Published Mar 12, 2009As I reported yesterday, Toronto's leading purveyors of doom/ambient metal Nadja have a new covers album coming out that I'm all over at the moment. Called When I See the Sun Always Shines On TV (named after the A-ha song, which is one of the tracks), as Aidan Baker told me, he and Leah Buckareff "explore the roots of their sound and influences and try to have a bit of fun in what can be an decidedly humourless genre." They also completely transform these songs into their own rumbling, low-end monsters. As they've proven time after time, Nadja have a way of turning heavy, debilitating sounds into something sublime.
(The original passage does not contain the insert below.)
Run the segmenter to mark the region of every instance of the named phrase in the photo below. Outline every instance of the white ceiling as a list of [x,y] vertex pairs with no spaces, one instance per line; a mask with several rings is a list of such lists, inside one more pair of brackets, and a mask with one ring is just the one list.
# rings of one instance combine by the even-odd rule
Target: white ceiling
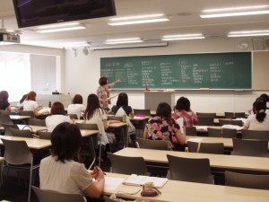
[[269,4],[269,0],[115,0],[117,16],[164,13],[169,22],[125,26],[108,25],[108,17],[80,21],[87,29],[36,33],[34,27],[18,29],[12,0],[1,0],[0,19],[7,31],[21,31],[21,43],[58,47],[61,43],[88,41],[102,46],[108,39],[140,37],[159,40],[163,35],[202,32],[207,40],[226,38],[231,31],[269,30],[269,14],[202,19],[204,9]]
Somehow they even manage to do this with Slayer's "Dead Skin Mask," a filthy piece of evil if I ever did hear one. Kerry King's opening riff is unmistakable and Baker keeps its sinister essence while slowing it down and drawing it out, eventually raising it to a blood-curdling scrawl. And instead of mimicking Tom Araya's manic shriek, Baker keeps his vocals to an unsettling hush till the end. Buckareff, meanwhile, thunders on her bass like its caked with sludge, thickening the vibration. Best of all, they double the thing, patiently stretching it past the ten-minute mark.
It's just a sign of what's to come from the other seven tracks.
And if the above artwork piques your interest, according to the band, "in an effort to illustrate our motivations behind this album, we asked our friend Mathew Smith to create a series of children's-storybook-like drawings to go with each song."